We're often told that the USA is not a Christian nation. However, Abraham Lincoln, in his Gettysburg Address, justified the Civil War, and by implication his Emancipation Proclamation (freeing the slaves in the Confederate States), by appealing to the Declaration of Independence as our foundational document, even more foundational than the US Constitution. That Declaration serves as the very core piece of why we were justified in seceding from Great Britain and in forming a new nation, and why the Civil War was fought.
That Declaration states quite clearly that "all men are created equal", and "that they are endowed with certain unalienable rights", and that "governments are instituted among men" to secure these rights.
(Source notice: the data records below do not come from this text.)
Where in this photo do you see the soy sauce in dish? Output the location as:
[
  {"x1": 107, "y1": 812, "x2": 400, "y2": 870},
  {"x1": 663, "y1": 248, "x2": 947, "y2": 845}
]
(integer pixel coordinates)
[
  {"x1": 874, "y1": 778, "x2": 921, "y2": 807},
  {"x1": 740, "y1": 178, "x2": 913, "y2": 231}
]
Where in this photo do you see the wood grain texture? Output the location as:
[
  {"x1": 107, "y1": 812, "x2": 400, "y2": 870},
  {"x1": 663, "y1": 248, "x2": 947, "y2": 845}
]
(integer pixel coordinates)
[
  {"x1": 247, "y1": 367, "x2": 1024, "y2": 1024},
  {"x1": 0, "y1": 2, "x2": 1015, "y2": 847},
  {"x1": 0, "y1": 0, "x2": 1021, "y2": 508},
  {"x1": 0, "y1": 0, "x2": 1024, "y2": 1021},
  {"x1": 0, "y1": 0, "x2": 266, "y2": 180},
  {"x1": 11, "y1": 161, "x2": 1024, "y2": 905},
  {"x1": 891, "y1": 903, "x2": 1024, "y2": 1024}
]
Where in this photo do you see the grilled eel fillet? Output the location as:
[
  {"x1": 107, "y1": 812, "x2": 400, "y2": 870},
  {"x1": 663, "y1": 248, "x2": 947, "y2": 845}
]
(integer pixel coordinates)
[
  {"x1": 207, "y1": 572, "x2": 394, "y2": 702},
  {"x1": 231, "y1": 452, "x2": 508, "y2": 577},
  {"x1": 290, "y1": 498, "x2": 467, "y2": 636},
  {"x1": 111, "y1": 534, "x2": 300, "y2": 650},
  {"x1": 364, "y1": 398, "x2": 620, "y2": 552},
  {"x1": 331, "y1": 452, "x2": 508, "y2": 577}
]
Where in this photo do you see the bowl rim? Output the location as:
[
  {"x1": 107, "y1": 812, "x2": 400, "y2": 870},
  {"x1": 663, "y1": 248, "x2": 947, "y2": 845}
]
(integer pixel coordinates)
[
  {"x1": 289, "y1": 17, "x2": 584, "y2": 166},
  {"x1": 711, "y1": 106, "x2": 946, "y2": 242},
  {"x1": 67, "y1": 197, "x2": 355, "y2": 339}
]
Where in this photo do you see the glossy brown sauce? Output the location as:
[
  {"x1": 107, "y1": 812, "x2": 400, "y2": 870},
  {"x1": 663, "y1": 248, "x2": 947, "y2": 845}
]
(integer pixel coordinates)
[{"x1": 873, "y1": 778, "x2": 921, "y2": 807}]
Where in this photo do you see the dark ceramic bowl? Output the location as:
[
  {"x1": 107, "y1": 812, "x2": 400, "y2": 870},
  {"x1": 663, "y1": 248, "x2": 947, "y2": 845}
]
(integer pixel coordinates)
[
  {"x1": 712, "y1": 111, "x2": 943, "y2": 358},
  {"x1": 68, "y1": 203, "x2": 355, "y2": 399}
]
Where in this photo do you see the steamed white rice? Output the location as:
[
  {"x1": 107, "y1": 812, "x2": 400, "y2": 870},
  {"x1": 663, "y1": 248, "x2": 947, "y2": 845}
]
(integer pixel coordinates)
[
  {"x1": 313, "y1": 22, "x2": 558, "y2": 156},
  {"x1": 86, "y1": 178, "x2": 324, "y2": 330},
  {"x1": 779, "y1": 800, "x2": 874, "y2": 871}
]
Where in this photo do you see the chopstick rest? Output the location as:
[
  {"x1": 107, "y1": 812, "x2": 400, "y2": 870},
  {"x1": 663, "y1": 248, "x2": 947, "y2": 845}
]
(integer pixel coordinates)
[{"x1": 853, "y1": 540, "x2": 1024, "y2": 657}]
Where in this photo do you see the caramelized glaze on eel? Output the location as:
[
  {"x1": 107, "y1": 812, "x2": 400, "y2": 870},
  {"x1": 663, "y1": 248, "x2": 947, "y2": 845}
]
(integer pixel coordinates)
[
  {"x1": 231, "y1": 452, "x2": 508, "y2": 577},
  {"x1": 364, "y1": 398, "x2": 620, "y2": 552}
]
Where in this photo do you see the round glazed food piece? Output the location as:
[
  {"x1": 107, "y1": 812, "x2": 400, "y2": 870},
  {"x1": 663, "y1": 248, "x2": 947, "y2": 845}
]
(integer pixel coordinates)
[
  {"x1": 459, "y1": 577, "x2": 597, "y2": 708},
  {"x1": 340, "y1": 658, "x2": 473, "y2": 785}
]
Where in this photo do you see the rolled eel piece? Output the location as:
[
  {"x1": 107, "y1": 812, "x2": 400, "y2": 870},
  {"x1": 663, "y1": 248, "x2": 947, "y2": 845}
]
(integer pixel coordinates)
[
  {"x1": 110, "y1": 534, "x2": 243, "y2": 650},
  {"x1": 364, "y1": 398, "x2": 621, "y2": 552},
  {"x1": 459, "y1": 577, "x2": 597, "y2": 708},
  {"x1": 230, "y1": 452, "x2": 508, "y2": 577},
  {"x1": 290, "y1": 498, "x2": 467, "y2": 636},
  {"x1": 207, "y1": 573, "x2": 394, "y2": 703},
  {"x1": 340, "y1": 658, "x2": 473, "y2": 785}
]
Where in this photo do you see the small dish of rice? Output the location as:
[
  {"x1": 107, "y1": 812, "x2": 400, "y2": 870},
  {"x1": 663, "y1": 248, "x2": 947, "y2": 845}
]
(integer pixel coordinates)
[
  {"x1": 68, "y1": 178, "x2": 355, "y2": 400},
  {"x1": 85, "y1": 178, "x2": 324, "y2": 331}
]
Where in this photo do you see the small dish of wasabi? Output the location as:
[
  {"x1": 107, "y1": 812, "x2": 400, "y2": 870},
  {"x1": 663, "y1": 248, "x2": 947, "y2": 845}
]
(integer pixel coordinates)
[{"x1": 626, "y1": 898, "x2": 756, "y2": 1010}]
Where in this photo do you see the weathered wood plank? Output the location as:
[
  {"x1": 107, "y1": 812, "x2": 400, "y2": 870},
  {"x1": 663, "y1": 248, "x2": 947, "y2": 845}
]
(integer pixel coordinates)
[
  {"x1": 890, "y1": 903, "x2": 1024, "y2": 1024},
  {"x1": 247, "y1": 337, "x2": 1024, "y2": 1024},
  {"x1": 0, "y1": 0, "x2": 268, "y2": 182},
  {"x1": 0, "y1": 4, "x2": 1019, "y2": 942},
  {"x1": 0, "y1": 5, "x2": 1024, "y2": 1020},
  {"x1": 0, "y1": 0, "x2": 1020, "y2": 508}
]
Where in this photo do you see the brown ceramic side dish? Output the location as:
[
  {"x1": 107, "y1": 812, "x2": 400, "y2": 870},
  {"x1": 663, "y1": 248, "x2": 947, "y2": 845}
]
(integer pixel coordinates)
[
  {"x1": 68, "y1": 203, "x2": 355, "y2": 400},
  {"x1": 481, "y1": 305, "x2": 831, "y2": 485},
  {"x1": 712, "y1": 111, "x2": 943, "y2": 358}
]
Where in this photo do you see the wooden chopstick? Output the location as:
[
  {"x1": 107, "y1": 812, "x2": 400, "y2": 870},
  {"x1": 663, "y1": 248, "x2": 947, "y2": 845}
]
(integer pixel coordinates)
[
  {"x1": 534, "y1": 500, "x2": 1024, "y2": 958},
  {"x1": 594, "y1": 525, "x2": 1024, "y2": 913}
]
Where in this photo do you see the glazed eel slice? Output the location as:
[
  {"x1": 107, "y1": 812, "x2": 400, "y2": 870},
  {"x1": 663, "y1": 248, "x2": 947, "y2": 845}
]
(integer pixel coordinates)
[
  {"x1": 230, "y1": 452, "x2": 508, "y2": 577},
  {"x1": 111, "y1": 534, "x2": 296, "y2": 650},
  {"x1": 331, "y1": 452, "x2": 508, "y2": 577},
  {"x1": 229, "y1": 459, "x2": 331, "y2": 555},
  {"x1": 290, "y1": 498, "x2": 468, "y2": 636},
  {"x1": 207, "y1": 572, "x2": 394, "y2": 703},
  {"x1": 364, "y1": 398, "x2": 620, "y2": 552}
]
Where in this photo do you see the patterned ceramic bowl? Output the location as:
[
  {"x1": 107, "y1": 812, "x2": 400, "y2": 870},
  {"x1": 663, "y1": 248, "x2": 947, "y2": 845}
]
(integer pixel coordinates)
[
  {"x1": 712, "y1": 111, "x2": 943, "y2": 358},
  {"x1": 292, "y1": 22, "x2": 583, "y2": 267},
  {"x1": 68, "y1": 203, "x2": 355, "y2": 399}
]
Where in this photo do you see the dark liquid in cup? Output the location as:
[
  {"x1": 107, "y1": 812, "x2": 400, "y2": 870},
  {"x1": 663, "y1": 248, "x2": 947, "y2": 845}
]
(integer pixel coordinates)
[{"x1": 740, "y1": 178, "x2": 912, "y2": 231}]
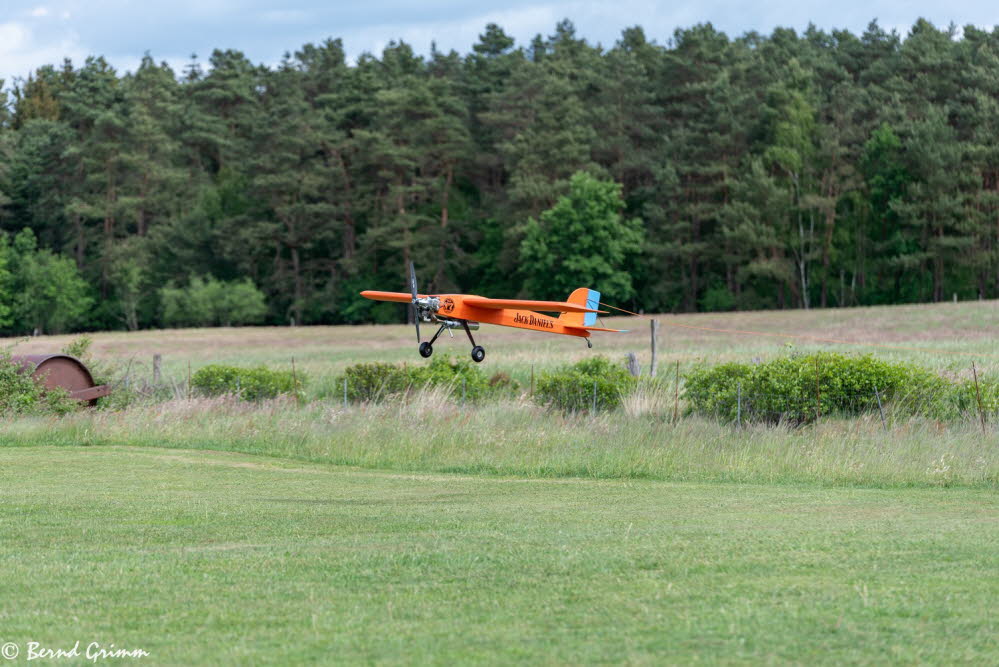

That document further states that the signers are "appealing to the Supreme Judge of the world" for the rightness of their declaration, and did so "with a firm reliance on the protection of Divine Providence".
So when Lincoln delivered his Gettysburg Address, he referred back to this document as the justification for the US, and for the subsequent Civil War, so that we, "one nation, under God", might resolve to be dedicated to the unfinished work of the signers of the Declaration, and so that our nation "shall have a new birth of freedom -- and that government of the people, by the people, and for the people, shall not perish from the earth".
I say all this to say this: the US Constitution, while being our supreme law regulating our government, is not the supreme law (or even supreme document - the Declaration is) that regulates our nation. A US President who reminds the people of this is a president who could turn the country back to its Creator, and to our unalienable rights, and to freedom.